Put simplistically, the left hemisphere of the brain deals with objective logic, words and writing, while the right hemisphere of the brain deals with subjective feelings, pictures and metaphor. Objective logic cannot be applied to subjective experience any more than you can measure the ocean with a pack of playing cards.

The world of archaeology and anthropology is slowly coming round to this same realisation.

The right brain and left brain are separated by a thick wadge of neural fibres called the corpus callosum.

Corpus callosum

And so when rock art scientist David Lewis Williams published his seminal book, The Mind In the Cave: Consciousness and the Origins of Art in 2002, it marked the first time that a rock art scientist crossed the metaphorical corpus callosum to make the case that, at the time, these paintings were the stained glass windows into other worlds of the soul which were reached within those dark, cold and cavernous Ice Age cathedrals.

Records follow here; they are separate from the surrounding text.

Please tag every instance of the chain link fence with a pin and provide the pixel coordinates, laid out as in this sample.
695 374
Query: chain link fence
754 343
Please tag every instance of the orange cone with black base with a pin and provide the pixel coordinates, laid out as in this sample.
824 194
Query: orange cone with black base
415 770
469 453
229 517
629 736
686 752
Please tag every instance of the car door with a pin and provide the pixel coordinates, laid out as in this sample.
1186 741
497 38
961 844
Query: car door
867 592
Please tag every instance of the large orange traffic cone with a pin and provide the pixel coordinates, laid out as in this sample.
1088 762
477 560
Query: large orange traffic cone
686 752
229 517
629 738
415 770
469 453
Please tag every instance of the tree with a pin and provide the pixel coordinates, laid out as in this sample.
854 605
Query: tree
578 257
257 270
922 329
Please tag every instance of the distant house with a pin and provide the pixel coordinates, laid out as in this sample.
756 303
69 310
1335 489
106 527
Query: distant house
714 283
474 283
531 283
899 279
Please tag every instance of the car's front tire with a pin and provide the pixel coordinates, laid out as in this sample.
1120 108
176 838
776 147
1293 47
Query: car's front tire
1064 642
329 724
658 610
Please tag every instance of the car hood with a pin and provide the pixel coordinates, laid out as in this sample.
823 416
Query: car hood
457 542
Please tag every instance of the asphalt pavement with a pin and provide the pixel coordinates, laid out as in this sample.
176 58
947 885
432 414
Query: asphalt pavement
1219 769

The closest we come today to that cognitive experience is in the shamanic journey into trance. Therefore, in viewing these paintings through the objective lens of science — cognitive epistemology, palaeoart studies, general and replicative archaeology, soil science, speleology, semiotics and geomorphology, to name but a few — we’re surely using the wrong tools for the job? You’ll find a lot of rock art scientists who will fight to the death anyone who suggests that there is another way, and they are highly critical of David Lewis- Williams …mainly because he did find another way.

He discovered that the shaman uses different tools — for instance, clairaudience, clairvoyance, clairsentience. These are cognitive tools which he has developed over many years of training. This means that while the scientist is crawling all over The Birdman of Lascaux armed with only a microscope and a BA. Hons in Art History, the shaman is silently and empathically communing with The Birdman himself.

Birdman of Lascaux

This is not a New Age, touchy-feely idea. It’s an extremely Old Age tried and trusted technique. So possibly, we’d be better off by just asking shamans about what these paintings mean, which is what David Lewis-Williams did.

Lewis Williams is now retired as director of the Rock Art Research Institute at the University of the Witwatersrand in South Africa. But back in the Seventies, he gained his Ph.D through his epigraphic work with the San Bushmen, one of the few remaining indigenous tribes which has a tradition of shamanic practises going back for thousands of years.

He focussed upon the various San ritual ceremonies — especially one known as the Healing or Trance Dance — and their connections to the San rock art. He later published his findings in the highly acclaimed: Believing and Seeing: Symbolic Meaning in Southern San Rock Paintings.

Cave art of the San Bushmen

The San Bushmen live in the part of the Africa where the Blombos cave art was found, and may very well be the descendants of the man who, 74,000 years ago, etched that hatched geometric design on the piece of hematite at the top of this article.

In The Mind in the Cave, Lewis-Williams builds on his work with the San Bushmen and goes further to show that the patterns of images leading from the cave entrances in Lascaux and Chauvet in France to the dark, almost inaccessible recesses, provide an almost mirror image of the shamanic journey.

hall of bulls lascaux

“….the entry into Upper Palaeolithic caves was probably seen as virtually indistinguishable from entry into the mental vortex that leads to the experiences and hallucinations of deep trance…. The embellishing images blazed (possibly in a fairly literal sense) a path into the unknown.”

This path into the unknown reminds us of the one taken out of Plato’s Cave in The Republic.

Interestingly, he quotes Socrates comment, which reminds me of our own awards processes.

“… if the benighted prisoners [of Plato’s Cave] had a system of honours and commendations, and awarded prizes to the man who had the keenest eye for the passing shadows and the best memory of them, they would not wish to abandon their awards merely on the word of one who had been up to the light.”

He adds that nor would the one who saw the light wish to return to share the esteem of those who had won the awards.